So I wasn't surprised at a call I received yesterday from a long term client, the owner of a multi office architecture practice. His outlying office (a small one where we're providing janitorial service only one night per week) has major respiratory problems among the staff. He needed us to temporarily increase service to nightly, with a major emphasis on sanitizing touch-points.
Wasn't a problem. We started same night; prior to, we gave our crew a quick refresher on sanitation procedures. We use a hydrogen peroxide solution that is both a good cleaner and a very good sanitizer, with no residue or environmental issues, applied with a microfiber cloth (ditto). We stressed (as we always do, but once again) door jambs and knobs, phone hand sets, counters, light switches, and - what many commercial cleaning firms neglect - lunchroom fridge, microwave and coffee pot handles.

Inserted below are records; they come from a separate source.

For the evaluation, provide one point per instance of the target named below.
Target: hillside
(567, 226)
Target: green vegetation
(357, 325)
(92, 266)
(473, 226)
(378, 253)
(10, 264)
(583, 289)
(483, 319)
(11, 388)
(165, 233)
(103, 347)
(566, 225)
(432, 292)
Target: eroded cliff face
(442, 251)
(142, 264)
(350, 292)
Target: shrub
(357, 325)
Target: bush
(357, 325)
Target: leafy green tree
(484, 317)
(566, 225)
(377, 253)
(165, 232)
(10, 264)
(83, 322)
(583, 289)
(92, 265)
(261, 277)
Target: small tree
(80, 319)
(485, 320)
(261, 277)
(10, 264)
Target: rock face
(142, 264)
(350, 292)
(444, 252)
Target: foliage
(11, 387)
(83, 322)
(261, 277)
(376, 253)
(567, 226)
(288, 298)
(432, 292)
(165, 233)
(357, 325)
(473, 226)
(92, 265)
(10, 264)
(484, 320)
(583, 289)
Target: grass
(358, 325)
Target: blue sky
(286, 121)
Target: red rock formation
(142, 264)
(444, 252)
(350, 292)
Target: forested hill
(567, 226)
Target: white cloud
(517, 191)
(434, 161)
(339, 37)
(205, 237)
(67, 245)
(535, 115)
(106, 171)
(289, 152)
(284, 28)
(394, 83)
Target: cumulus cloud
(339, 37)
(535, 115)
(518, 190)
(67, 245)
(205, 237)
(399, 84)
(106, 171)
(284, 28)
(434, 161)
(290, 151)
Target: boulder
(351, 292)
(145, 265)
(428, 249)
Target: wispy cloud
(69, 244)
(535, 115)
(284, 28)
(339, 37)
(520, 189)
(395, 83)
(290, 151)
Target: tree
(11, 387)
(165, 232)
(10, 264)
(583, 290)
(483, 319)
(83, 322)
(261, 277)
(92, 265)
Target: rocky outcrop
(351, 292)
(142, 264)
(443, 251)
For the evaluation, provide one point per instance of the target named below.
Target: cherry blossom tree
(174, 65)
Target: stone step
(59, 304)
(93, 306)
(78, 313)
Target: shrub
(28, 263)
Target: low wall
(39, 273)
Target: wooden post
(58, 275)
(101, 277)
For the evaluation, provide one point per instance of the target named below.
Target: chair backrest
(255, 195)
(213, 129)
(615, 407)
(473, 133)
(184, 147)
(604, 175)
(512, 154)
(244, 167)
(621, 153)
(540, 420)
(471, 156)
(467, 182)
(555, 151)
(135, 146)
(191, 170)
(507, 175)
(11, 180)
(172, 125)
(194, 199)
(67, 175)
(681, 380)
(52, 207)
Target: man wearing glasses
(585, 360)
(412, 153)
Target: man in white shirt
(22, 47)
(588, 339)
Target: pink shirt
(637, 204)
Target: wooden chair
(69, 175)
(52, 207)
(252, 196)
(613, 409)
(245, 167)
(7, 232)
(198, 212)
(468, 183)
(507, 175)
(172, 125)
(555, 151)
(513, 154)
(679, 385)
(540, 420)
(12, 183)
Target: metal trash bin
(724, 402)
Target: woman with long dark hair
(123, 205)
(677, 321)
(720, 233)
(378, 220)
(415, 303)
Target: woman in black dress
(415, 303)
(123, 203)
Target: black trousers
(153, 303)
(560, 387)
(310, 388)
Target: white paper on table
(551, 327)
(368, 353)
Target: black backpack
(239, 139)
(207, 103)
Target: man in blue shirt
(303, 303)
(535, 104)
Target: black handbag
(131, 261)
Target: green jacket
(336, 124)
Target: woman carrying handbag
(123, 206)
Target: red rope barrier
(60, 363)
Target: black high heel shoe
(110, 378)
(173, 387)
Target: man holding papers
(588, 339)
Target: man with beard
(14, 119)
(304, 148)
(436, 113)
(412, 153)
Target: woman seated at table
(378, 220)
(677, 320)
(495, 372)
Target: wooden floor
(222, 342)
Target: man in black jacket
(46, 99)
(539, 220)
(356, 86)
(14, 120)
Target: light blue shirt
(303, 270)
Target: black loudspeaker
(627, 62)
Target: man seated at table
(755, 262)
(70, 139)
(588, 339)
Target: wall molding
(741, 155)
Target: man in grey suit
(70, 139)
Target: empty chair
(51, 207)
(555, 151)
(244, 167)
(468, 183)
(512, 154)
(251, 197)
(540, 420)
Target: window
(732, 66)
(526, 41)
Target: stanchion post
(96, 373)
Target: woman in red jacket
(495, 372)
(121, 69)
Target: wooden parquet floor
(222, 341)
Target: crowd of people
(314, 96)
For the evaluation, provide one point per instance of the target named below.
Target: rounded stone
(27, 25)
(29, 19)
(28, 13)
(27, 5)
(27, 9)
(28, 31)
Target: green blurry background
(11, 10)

My client also asked for my thoughts on precautions his staff can take. Since most colds, at least, are picked up by touching (touching both people and touch points), not by the fellow at the next desk coughing in your direction (check Amazon for "The Good Doctor's Guide to Colds and Flu"), I suggested aggressive use of germicidal wipes (all day long), training folks to put the toilet seat down before flushing (the flush generates a plume of critter laden droplets), and a long-acting germicidal barrier hand lotion. We use one by R & R Lotions that is supposed to kill most pathogens for up to four hours after applying. I always slather it on before visiting clients, before Chamber of Commerce mixers (lots of hand shaking) and before church (again, lots of hand shaking - it's a very friendly church). And particularly before visiting, to quote a potential facility or to check on our current client, any health care or child care facilities.
Haven't had a cold since I began using the stuff.